In this chapter it is covered everything that is accesible for the customer in the subscriber database. We’ve organized it into layers that build on each other. At the bottom you have raw replicated data, and as you to the next layer the data becomes more business-friendly and ready for actual use. This works well because some users need detailed raw data while others just want pre-built reports.

Source Tables

These are copies of production tables that we’ve decided are worth replicating. We don’t copy everything - only tables that customers actually need for analysis. The selection process considers what’s business-critical, what customers ask for, and obviously what we’re allowed to share from a security standpoint. We maintain these as proper replicas, not just snapshots. All the foreign key relationships are preserved, so you can still do complex joins across multiple tables. The sync process is pretty smart - it only updates records that have actually changed, which keeps the overhead reasonable. We use the change tracking system to figure out what needs updating and then we update records at subscriber in desired frequency. Source Tables are the foundation for everything else in subscriber.
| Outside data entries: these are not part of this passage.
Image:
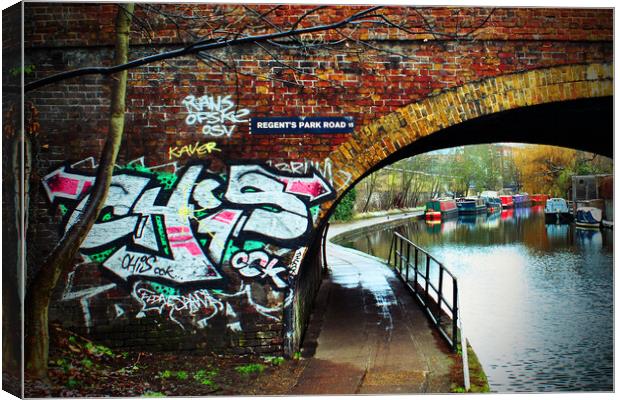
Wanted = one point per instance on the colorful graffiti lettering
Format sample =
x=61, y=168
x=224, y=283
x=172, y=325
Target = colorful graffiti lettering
x=218, y=115
x=160, y=231
x=196, y=149
x=181, y=231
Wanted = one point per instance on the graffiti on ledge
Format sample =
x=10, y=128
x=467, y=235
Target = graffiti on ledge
x=218, y=115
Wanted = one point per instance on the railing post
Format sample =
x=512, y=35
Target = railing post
x=324, y=243
x=391, y=248
x=440, y=293
x=427, y=277
x=407, y=264
x=415, y=272
x=400, y=257
x=455, y=314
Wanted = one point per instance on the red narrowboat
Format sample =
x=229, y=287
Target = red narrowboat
x=539, y=198
x=438, y=209
x=507, y=201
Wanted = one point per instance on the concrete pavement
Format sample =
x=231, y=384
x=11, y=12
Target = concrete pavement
x=367, y=334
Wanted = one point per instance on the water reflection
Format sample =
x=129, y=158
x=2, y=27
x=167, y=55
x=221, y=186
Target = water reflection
x=537, y=299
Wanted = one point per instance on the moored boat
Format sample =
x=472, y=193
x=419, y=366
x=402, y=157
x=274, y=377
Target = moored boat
x=438, y=209
x=506, y=201
x=588, y=218
x=557, y=211
x=521, y=200
x=492, y=201
x=471, y=205
x=539, y=198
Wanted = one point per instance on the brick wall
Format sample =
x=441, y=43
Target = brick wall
x=199, y=238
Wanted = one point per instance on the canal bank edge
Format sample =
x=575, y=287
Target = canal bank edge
x=342, y=231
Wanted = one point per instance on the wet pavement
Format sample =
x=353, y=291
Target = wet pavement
x=366, y=334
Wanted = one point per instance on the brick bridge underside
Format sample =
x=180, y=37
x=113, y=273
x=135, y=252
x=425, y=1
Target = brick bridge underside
x=210, y=234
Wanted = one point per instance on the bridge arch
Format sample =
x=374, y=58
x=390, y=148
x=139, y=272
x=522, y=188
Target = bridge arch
x=528, y=106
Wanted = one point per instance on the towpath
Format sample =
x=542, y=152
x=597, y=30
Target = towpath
x=366, y=334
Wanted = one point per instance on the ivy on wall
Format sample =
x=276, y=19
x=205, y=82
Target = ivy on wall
x=345, y=209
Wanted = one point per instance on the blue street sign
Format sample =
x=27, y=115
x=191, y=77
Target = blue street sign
x=301, y=125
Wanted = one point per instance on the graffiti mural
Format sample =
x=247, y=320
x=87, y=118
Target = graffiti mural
x=218, y=115
x=179, y=240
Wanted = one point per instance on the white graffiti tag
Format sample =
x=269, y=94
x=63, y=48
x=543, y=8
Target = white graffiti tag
x=258, y=264
x=218, y=115
x=199, y=305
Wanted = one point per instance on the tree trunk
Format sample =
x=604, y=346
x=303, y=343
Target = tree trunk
x=370, y=187
x=40, y=290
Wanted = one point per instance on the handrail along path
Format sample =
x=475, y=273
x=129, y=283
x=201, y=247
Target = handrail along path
x=412, y=261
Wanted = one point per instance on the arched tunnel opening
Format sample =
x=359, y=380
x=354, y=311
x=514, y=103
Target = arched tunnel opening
x=584, y=125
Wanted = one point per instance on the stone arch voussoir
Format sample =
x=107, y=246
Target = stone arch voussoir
x=375, y=142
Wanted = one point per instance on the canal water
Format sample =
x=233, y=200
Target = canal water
x=536, y=300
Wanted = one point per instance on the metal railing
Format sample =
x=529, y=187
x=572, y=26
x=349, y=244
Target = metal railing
x=428, y=279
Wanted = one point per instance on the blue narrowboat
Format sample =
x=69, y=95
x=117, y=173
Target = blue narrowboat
x=588, y=218
x=471, y=205
x=557, y=211
x=521, y=200
x=492, y=201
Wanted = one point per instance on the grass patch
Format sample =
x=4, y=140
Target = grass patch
x=248, y=369
x=153, y=394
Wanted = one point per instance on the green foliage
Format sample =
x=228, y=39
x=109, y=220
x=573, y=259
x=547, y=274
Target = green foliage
x=205, y=377
x=87, y=363
x=345, y=209
x=458, y=389
x=99, y=350
x=153, y=394
x=248, y=369
x=73, y=383
x=167, y=374
x=274, y=360
x=64, y=364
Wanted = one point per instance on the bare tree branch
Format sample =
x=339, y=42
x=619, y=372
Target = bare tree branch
x=203, y=45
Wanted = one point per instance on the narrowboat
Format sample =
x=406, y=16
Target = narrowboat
x=506, y=201
x=438, y=209
x=539, y=198
x=588, y=218
x=492, y=201
x=557, y=211
x=471, y=205
x=521, y=200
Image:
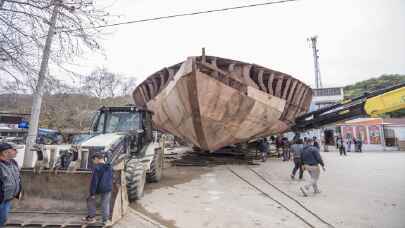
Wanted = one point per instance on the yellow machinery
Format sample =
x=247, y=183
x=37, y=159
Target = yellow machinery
x=369, y=104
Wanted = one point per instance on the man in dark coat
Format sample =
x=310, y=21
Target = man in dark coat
x=311, y=159
x=10, y=181
x=101, y=184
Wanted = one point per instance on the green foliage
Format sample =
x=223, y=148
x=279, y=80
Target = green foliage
x=381, y=82
x=369, y=85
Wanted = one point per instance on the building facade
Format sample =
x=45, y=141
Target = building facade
x=375, y=133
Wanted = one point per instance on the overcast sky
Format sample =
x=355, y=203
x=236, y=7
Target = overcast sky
x=358, y=39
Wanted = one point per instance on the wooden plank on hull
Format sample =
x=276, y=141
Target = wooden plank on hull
x=270, y=83
x=291, y=93
x=144, y=93
x=171, y=74
x=278, y=86
x=195, y=108
x=151, y=89
x=287, y=85
x=246, y=76
x=261, y=83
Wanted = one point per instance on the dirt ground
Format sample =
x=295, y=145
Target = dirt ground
x=360, y=190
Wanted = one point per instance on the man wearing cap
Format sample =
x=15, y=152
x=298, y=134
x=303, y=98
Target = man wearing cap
x=10, y=182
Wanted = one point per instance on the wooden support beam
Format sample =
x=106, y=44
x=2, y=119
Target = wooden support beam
x=270, y=83
x=246, y=76
x=278, y=86
x=261, y=82
x=287, y=85
x=291, y=93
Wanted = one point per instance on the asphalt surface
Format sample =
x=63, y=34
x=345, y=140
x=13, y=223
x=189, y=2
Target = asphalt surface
x=360, y=190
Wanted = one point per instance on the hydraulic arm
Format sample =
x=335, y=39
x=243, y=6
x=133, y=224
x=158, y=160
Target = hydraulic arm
x=369, y=104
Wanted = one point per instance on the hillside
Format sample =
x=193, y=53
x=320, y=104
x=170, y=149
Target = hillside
x=374, y=84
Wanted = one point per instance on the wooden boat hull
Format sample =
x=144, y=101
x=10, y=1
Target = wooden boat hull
x=214, y=102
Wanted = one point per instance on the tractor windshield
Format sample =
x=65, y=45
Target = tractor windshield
x=108, y=122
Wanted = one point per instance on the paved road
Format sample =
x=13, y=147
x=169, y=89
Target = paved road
x=360, y=190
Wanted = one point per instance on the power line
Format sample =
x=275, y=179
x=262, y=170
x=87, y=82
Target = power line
x=174, y=16
x=185, y=14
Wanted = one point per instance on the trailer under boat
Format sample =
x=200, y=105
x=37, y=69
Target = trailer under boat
x=213, y=102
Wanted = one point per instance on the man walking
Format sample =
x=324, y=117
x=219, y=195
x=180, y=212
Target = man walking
x=311, y=159
x=101, y=184
x=10, y=181
x=297, y=149
x=263, y=148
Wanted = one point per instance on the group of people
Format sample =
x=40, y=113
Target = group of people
x=346, y=145
x=306, y=156
x=11, y=186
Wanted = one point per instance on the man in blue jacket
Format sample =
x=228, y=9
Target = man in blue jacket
x=311, y=159
x=101, y=184
x=10, y=181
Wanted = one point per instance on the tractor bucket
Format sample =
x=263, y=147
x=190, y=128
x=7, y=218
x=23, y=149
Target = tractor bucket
x=58, y=199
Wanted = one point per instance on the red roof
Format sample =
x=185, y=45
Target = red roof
x=374, y=121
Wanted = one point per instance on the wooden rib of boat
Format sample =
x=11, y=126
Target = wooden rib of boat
x=213, y=102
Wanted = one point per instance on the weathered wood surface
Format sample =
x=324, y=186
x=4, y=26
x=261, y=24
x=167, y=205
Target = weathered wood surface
x=216, y=102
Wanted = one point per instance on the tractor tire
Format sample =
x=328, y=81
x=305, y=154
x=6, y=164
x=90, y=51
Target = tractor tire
x=135, y=174
x=156, y=167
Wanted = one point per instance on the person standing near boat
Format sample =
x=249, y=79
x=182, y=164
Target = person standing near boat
x=10, y=181
x=311, y=159
x=296, y=150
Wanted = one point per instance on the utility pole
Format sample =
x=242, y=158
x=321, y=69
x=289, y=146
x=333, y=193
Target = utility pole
x=37, y=99
x=318, y=82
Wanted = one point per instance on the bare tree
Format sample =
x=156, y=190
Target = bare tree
x=102, y=84
x=127, y=86
x=23, y=30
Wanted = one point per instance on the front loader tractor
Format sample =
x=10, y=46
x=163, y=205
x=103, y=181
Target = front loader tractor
x=57, y=186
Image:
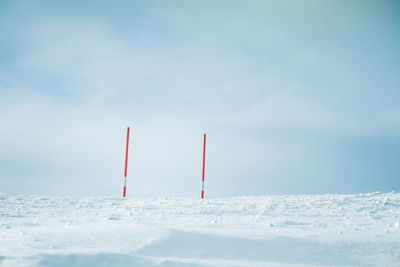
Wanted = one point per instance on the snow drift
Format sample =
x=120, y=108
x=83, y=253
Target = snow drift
x=294, y=230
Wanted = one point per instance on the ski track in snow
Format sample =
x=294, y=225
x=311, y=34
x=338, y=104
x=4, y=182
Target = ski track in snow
x=293, y=230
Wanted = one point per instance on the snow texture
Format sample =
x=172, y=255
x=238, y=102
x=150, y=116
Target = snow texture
x=293, y=230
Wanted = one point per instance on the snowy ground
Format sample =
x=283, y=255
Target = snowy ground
x=295, y=230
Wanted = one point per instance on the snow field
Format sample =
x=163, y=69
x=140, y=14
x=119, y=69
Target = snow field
x=293, y=230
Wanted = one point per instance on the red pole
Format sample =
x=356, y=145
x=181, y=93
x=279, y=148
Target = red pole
x=126, y=161
x=204, y=162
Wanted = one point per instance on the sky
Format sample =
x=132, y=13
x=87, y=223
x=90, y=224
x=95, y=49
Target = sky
x=296, y=97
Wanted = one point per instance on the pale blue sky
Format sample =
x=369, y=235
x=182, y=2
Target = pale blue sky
x=295, y=96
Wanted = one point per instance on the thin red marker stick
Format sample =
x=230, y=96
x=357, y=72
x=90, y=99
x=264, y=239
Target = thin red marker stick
x=204, y=162
x=126, y=161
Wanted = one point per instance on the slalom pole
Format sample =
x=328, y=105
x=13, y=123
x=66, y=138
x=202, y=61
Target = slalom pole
x=126, y=161
x=204, y=159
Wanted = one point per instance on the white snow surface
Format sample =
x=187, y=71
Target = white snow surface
x=283, y=230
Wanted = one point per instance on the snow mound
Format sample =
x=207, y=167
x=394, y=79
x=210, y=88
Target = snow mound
x=294, y=230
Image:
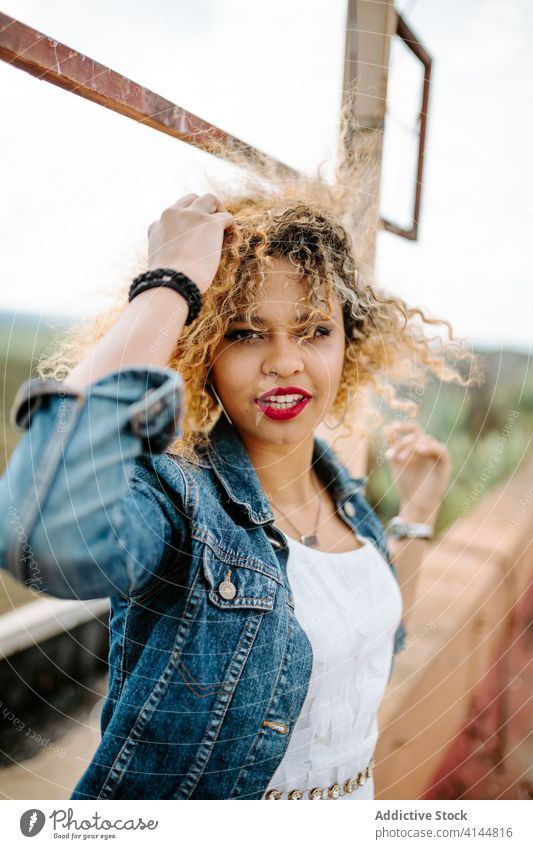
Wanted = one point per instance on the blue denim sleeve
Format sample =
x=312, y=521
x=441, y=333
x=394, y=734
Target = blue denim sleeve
x=83, y=513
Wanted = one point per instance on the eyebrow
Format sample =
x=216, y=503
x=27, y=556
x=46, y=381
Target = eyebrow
x=262, y=322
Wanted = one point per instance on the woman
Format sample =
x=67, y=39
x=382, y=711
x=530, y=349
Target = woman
x=255, y=608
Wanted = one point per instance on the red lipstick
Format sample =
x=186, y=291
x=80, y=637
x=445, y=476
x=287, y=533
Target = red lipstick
x=291, y=409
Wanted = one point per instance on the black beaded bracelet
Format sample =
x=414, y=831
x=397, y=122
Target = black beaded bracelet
x=172, y=279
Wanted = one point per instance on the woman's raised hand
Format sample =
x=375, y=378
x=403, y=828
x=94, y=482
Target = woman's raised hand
x=188, y=237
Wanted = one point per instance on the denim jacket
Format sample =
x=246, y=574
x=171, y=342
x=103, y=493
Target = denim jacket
x=205, y=686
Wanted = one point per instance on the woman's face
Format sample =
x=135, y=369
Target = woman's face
x=249, y=363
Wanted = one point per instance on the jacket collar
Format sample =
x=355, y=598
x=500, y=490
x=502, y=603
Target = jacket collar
x=228, y=458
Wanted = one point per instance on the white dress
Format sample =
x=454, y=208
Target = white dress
x=349, y=605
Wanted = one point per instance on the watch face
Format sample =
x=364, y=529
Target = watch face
x=399, y=529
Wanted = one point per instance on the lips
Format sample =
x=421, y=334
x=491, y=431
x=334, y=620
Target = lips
x=284, y=390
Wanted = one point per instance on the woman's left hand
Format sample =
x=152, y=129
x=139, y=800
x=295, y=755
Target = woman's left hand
x=421, y=468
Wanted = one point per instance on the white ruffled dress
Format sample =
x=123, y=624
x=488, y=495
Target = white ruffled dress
x=350, y=605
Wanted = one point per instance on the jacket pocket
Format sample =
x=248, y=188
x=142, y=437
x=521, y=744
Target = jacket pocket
x=234, y=582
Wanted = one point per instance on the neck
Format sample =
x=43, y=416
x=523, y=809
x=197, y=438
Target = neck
x=285, y=472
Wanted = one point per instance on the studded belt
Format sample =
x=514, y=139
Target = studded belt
x=334, y=791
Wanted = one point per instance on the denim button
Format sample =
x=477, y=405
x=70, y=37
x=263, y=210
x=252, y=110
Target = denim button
x=227, y=589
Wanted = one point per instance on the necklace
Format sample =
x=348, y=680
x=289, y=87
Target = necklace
x=309, y=539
If you need granular data for custom analysis or data science work, this is where you start. They give you direct access to the detailed records without having to go through any pre-built views that might not fit your use case.

Standard Views

This is where we try to make life easier for business users. Standard Views take the raw source data and package it into something that actually makes business sense. Instead of having to figure out complex joins and remember cryptic column names, users get views with descriptive names and pre-calculated fields. We built these based on the most common requests we get. Rather than having every customer write the same complex SQL to get basic metrics, we’ve done the work once and made it available to everyone. It’s faster for users and ensures consistency in whatever metrics matter. All views only reference Source Tables - never production directly.

Customer Specific Objects

Sometimes the standard stuff isn’t enough. Enterprise customers often have unique requirements - maybe they need to combine our data with their own, or they have industry-specific calculations that don’t make sense for everyone else. That’s what this layer handles. Each customer can have custom specialized views that do exactly what they need, or pre-computed tables for complex calculations that would be too slow to run on demand. We handle these through a formal process - customers submit requirements, we assess the impact and effort, and then we agree on timelines and maintenance terms.

Covered information

  • Object Definitions - Business descriptions so you understand what tables actually means and how it should be used.
  • Complete technical spcification for every table and view - dates, identity information, column names and their id, data types, nullability, collation, identity, computation or constraints.
  • Entity Relationship Diagrams - Show how tables connect to each other through foreign keys, they’re essential for understanding the database structure.
  • Data Lineage Diagrams - Trace data from source tables to standard views that customers use, they show not just where data comes from, but what transformations happen along the way.
  • Relationship tables - Visually understanable tables with all of the relations relevant for specific object with the possibility to move to another object and explore it in a more detail.
  • View Specifications - Full SQL code for all of the views, that is designed to be both executable and readable so you could study it to understand how the view works and what type of data it provides.